Küresel salgınla birlikte sinema salonlarının kapanması, dijital platformlara olan ilgiyi daha da arttırdı. İzleyici pratikleri değişti. Her ne kadar sinema salonları kısmen açılmış olsa da izleyicinin salonlara dönüp dönmeyeceği, dijital platformlarda sinemanın nasıl bir boyuta taşınacağı ilerleyen zaman içinde netlik kazanacak. En azından güneşli yaz günlerinde açık hava sinemalarının, kapalı sinema salonlarına tercih edildiği bir gerçek.
Salgın sürecinde Universal stüdyoları ‘Trolls’ filmini dijital olarak gösterime soktu. Bu durum filmlerin hem dijitalde hem de sinema salonlarında mı gösterime gireceği sorusunu akla getiriyor. Bir başka örnek ise Disney’in ‘Artemis Fowl’u kendi dijital platformunda gösterime sokmaya karar vermesi. Başta Hollywood olmak üzere sinema sektörü tüm dünyada belirli koşullarda üretime devam edecek, setler durmayacak ancak pek çok yapımcının da ifade ettiği gibi yeni normalle uzun süre yaşamaya devam edilmesi ve bu duruma alışılması gerekiyor. Ayrıca yapım şirketleri dijital platformlar için film üretmeye devam edecekler. Süreçten en fazla sinema salonlarının etkileneceği ne yazık ki ortada.

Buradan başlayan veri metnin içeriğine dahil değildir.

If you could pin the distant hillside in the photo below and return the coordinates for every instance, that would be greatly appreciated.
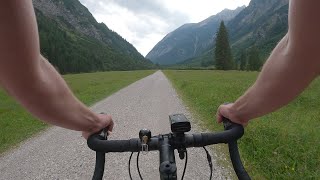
(189, 40)
(74, 41)
(263, 23)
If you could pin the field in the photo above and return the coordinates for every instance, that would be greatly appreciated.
(17, 125)
(281, 145)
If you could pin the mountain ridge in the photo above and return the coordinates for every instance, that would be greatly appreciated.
(73, 41)
(189, 40)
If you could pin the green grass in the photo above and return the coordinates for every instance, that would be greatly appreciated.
(281, 145)
(17, 125)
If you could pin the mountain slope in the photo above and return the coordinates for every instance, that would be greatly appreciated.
(263, 23)
(189, 40)
(74, 41)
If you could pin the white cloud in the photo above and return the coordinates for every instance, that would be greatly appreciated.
(143, 23)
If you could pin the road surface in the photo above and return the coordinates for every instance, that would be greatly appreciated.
(58, 153)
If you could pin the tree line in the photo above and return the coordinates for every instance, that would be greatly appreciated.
(249, 59)
(72, 52)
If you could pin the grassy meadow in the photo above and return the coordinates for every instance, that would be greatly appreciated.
(17, 125)
(281, 145)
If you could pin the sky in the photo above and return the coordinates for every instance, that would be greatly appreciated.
(144, 23)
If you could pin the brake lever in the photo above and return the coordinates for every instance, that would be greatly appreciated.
(104, 132)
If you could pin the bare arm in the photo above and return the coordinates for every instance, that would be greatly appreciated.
(32, 80)
(293, 64)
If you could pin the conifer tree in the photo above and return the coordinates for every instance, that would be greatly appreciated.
(223, 56)
(254, 61)
(243, 61)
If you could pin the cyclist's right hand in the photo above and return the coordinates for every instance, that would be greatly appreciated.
(105, 122)
(227, 111)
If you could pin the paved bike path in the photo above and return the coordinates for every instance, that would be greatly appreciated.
(58, 153)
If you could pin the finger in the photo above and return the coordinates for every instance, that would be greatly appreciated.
(110, 124)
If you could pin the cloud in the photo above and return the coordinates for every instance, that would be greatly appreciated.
(144, 23)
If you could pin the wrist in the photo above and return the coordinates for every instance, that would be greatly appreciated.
(238, 114)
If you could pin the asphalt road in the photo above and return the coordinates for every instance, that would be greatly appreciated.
(63, 154)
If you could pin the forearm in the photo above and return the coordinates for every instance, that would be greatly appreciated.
(283, 77)
(45, 94)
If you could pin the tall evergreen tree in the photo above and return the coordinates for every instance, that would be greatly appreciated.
(243, 61)
(223, 56)
(254, 61)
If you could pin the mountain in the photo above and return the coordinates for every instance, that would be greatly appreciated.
(73, 41)
(263, 23)
(189, 40)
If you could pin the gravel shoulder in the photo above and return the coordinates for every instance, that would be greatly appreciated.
(58, 153)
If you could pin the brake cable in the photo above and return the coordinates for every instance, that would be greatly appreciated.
(209, 161)
(138, 165)
(129, 166)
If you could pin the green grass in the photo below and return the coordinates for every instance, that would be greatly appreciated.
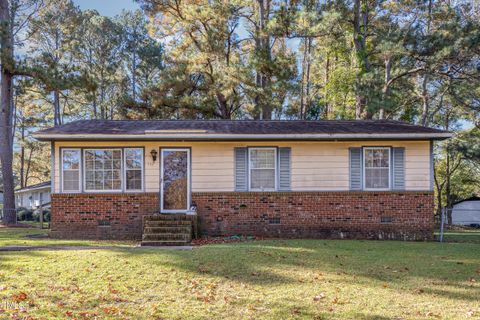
(274, 279)
(19, 237)
(466, 235)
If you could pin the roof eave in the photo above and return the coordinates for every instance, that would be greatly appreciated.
(229, 137)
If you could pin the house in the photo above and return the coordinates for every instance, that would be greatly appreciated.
(466, 212)
(32, 196)
(343, 179)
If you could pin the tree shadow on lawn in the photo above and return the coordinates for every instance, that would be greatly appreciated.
(273, 262)
(430, 268)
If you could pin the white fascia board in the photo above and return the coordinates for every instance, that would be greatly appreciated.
(207, 136)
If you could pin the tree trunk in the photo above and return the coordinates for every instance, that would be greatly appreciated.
(22, 157)
(56, 108)
(262, 80)
(6, 146)
(388, 68)
(360, 24)
(29, 163)
(425, 101)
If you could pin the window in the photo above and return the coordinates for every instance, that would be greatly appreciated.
(377, 168)
(103, 169)
(263, 163)
(71, 170)
(133, 169)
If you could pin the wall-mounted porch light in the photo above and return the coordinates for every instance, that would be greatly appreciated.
(154, 154)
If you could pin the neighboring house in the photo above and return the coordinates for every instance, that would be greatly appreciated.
(347, 179)
(32, 196)
(466, 212)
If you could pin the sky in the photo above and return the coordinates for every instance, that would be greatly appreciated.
(107, 7)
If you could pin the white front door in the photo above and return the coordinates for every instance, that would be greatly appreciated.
(175, 180)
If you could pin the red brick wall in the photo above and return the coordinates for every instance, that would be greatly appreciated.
(101, 216)
(317, 214)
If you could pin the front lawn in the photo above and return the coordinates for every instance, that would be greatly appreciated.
(38, 237)
(274, 279)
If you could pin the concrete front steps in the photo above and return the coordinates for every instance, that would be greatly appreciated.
(168, 229)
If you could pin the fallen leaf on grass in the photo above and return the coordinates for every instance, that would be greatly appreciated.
(19, 297)
(431, 314)
(319, 297)
(470, 313)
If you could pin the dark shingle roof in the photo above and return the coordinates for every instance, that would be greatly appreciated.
(234, 127)
(36, 186)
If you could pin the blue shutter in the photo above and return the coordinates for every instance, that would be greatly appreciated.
(241, 169)
(398, 169)
(284, 169)
(356, 181)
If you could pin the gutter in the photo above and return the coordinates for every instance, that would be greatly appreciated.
(230, 137)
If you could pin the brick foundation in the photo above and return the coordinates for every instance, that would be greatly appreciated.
(101, 216)
(359, 215)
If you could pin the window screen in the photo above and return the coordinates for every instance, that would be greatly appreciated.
(133, 168)
(377, 168)
(71, 169)
(262, 168)
(103, 169)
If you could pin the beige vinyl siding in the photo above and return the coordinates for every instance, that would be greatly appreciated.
(316, 166)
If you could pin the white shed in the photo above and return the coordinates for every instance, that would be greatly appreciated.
(466, 212)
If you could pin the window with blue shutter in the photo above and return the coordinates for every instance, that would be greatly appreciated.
(398, 171)
(284, 169)
(241, 169)
(356, 169)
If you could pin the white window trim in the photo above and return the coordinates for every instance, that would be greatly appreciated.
(125, 170)
(389, 168)
(189, 195)
(250, 168)
(79, 170)
(85, 175)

Salgın yeni film senaryolarını da oluşturacak hiç kuşkusuz. Salgın dönemine ait saysız görüntü ve insan hikâyesi yeni sinemanın da en önemli konusu olacak. Geniş çapta yaşanan kolektif bir deneyim olarak hem hafızalarda hem de sinemada uzun süre kalacak.
İzleyici deneyimi açısından önemli bir yere sahip olan film festivalleri de küresel salgından etkilendi. İptal edilen ya da ertelenen festivaller, sektör için sinema sektörü için bir ilkti. 73. Cannes Film Festivali, 44. Hong Kong Uluslararası Film Festivali, 2020 SXSW Film Festivali, 22. Selanik Belgesel Film Festivali, 16. Akbank Kısa Film Festivali, 2020 Tribeca Film Festivali, 18. Uluslararası Gezici Filmmor Kadın Filmleri Festivali, 39. İstanbul Film Festivali, Sidney Film Festivali, Kudüs Film Festivali, 55. Karlovy Vary Film Festivali, 73. Lacorno Film Festivali, Şanghay Uluslararası Film Festivali, ertelenen ve iptal edilen festivaller arasında. Netflix, Apple, Amazon gibi dijital platformlar da pek çok yapıma ara verdi.